IV. Finale: Andante maestoso — Allegro Vivace — Molto vivace — Moderato assai e molto maestoso — Presto
In the final movement, the brass section appeared slightly mellow in the articulation. To me, the could have shown more focus and brilliance. Maybe the melodies and the build-ups the phrasing arches were more important to Barenboim? Or were the brass players starting to show first signs of fatigue / exhaustion? In any case, the latter did not apply to the woodwind players, which were excellent throughout! The way I heard it, it’s only in the final, moving and enthralling segment where the brass section appeared to step out of its reserve, either through the conducting, or through the music, or both. For sure, they were fired up by the motoric rhythms from percussion and strings!
Encore 2 — Sibelius: Valse triste, op.44/1
The audience offered a lasting, standing ovation. So, Barenboim had the orchestra play two encores! The exhaustion from the preceding symphony called for a rest, some silence even: consequently, the first of these was the “Valse triste“, op.44/1, which Jean Sibelius (1865 – 1957) composed 1903, for his brother-in-law. The music starts in the faintest of pianissimi, just pizzicato, then sotto voce, gradually building up to an even enthralling waltz, with flourishing melodies, then inevitably (given the title) falling back into sadness and melancholy—and fading away into elegy and silence again.
Encore 3 — Pyotr Ilyich Tchaikovsky: Polonaise from Act III of the opera “Eugene Onegin”, op.24
That last encore turned out to be a true “last dance” (a Polish dance, actually!). It’s a piece full of joy and momentum in the boisterous outer parts (which made some violinists almost jump off their chairs!). The middle part is more lyrical, with flowery tunes in the flutes and oboes, surrounding a short section where the cellos can show off their singing tone. A really entertaining little showpiece that rounded off the evening.
The way in which Barenboim accepted the final applause, stepping aside and passing it on to the orchestra, made it clear that he did not want himself to be the center of the evening. It’s the orchestra which owned the success, the applause. Or rather, the concept of the West-Eastern Divan Orchestra, the ideals that brought it to life, and the convincing presentation of that idea. And the collective experience of the young musicians, who managed to offer a very impressive, a really moving concert evening!

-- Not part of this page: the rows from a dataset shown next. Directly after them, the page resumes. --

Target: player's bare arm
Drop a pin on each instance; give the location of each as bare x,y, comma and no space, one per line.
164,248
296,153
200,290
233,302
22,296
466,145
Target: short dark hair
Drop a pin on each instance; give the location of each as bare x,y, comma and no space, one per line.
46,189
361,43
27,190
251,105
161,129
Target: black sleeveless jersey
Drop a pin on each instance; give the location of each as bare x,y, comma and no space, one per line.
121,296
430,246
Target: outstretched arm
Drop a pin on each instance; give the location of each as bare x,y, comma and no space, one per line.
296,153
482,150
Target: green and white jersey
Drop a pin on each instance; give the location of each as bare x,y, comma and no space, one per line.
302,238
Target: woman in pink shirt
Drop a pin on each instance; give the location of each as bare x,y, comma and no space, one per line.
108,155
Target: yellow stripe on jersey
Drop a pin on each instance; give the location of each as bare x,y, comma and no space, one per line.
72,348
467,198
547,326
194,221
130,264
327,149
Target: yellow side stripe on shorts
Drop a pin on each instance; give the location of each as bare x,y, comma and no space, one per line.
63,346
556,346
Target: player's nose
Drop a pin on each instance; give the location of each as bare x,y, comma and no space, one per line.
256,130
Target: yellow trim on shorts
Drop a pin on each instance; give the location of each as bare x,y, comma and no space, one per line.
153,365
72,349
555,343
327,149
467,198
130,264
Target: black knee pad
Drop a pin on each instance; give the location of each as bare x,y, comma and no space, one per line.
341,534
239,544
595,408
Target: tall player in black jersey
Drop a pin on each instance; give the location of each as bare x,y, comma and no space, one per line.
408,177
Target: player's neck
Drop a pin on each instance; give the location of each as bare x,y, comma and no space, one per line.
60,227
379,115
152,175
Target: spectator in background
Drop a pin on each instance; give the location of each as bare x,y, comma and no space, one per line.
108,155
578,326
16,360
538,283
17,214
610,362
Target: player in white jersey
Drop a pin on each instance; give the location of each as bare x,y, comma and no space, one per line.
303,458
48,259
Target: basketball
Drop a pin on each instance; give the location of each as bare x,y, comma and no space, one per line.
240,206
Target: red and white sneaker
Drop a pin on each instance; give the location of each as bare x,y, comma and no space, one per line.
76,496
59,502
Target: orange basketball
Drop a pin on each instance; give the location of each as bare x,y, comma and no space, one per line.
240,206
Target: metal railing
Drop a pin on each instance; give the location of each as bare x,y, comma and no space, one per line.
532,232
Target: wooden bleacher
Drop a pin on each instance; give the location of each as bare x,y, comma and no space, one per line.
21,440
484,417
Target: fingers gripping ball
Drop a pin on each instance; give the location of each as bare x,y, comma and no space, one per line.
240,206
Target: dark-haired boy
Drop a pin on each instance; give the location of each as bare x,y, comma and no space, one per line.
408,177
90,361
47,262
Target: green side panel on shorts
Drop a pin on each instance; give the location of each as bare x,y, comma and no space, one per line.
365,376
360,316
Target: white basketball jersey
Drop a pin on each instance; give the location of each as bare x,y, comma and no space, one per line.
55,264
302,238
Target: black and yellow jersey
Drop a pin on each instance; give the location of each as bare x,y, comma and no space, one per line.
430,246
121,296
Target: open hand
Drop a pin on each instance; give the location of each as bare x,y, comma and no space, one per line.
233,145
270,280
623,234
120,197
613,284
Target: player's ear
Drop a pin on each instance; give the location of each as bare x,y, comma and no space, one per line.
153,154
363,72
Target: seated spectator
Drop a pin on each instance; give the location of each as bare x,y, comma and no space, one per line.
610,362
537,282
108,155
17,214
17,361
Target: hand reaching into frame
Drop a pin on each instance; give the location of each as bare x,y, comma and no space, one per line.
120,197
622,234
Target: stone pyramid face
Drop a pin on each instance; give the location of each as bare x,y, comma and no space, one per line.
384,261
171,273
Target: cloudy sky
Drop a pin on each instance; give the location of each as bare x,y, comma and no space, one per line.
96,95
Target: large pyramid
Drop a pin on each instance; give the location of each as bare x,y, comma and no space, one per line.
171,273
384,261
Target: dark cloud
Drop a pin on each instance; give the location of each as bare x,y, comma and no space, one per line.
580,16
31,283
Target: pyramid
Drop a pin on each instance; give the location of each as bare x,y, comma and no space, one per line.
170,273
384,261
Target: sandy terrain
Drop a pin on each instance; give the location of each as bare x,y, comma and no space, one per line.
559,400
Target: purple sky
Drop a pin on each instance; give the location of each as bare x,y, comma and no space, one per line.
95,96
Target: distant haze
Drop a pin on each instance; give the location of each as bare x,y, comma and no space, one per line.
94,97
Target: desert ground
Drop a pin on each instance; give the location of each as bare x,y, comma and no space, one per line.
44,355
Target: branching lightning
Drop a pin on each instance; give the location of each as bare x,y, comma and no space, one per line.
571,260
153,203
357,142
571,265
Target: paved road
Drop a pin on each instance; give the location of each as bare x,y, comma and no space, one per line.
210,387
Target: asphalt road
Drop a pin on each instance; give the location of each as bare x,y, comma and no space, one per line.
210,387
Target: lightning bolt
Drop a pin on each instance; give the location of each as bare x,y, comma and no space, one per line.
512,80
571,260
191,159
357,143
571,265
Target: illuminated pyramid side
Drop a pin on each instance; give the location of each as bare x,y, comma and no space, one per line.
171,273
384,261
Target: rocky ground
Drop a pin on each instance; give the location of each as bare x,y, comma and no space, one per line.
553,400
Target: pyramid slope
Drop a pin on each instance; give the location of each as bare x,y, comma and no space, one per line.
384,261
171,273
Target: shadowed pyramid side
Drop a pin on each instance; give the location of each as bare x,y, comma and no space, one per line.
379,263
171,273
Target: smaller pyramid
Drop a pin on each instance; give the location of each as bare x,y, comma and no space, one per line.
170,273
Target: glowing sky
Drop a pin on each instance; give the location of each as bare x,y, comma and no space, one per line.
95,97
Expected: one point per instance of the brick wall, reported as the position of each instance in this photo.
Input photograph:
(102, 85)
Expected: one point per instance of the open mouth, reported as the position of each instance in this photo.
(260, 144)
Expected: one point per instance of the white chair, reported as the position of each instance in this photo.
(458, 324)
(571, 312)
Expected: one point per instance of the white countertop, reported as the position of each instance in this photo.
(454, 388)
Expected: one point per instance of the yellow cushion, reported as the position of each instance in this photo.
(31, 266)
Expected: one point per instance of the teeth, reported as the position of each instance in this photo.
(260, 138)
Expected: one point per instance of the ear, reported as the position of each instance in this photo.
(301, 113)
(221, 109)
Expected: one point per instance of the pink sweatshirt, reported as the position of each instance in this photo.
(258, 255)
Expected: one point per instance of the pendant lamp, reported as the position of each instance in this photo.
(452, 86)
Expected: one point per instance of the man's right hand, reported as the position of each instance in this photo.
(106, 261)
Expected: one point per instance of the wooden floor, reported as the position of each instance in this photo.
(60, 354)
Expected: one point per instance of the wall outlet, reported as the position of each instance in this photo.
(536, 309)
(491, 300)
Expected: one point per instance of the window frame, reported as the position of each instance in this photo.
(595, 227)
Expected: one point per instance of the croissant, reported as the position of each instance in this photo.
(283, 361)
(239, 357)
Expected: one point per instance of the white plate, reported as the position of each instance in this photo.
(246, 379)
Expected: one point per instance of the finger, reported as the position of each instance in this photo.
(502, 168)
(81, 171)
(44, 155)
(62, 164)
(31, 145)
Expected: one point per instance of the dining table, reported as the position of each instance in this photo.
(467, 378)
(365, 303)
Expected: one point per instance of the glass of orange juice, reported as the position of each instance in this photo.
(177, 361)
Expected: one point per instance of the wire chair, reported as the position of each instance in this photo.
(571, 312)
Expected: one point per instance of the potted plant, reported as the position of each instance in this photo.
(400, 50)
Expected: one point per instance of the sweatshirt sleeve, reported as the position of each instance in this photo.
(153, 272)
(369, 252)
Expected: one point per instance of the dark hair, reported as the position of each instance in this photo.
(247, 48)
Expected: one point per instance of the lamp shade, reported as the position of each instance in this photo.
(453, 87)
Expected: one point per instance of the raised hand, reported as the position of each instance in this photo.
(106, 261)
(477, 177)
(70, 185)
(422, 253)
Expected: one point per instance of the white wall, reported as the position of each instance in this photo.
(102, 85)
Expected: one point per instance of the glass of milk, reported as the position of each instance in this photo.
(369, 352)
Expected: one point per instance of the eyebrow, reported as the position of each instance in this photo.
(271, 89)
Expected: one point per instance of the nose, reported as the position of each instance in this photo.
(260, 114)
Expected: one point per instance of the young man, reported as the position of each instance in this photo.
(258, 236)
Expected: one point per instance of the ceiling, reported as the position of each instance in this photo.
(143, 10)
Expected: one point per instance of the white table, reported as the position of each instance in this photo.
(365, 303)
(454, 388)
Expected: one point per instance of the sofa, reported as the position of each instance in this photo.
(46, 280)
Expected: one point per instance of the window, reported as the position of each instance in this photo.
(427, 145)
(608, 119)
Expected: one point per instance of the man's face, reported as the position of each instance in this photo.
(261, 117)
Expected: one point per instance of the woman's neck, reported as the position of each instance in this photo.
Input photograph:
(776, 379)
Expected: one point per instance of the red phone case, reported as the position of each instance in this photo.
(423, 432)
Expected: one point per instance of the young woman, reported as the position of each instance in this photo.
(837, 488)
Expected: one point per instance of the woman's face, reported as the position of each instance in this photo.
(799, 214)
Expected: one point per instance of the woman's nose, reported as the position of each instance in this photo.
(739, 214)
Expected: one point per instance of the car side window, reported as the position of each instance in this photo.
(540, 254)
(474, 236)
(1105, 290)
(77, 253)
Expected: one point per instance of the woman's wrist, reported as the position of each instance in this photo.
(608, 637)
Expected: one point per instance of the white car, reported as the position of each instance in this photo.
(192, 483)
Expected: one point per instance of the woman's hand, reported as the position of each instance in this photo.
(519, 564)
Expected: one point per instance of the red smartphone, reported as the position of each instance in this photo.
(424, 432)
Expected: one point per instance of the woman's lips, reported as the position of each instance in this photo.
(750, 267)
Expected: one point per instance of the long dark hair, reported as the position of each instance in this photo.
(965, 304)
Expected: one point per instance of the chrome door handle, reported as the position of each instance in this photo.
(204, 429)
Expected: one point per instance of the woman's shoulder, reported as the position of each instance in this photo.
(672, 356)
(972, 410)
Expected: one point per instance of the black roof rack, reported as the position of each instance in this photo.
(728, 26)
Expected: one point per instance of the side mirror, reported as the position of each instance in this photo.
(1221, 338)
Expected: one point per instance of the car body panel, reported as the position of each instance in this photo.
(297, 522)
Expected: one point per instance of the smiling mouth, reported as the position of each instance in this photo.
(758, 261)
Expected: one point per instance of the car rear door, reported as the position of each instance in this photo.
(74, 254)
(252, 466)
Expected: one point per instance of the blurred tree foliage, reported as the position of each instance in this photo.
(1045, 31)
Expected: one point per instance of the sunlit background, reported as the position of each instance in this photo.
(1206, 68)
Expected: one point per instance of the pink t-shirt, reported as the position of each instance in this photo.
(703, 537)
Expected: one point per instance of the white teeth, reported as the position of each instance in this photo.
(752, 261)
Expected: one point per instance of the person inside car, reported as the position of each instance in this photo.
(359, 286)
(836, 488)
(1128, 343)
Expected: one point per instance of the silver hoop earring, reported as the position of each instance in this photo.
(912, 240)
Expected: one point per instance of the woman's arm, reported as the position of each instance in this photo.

For the same concert, I have also written a (shorter) review in German for Bachtrack.com. This posting is not a translation of the Bachtrack review, the rights of which remain with Bachtrack.com. I created the German review using a subset of the notes taken during this concert. I wanted to enable my non-German speaking readers to read about my concert experience as well. Therefore, I have taken my original notes as a loose basis for this separate posting. I’m including additional material that is not present in the Bachtrack review.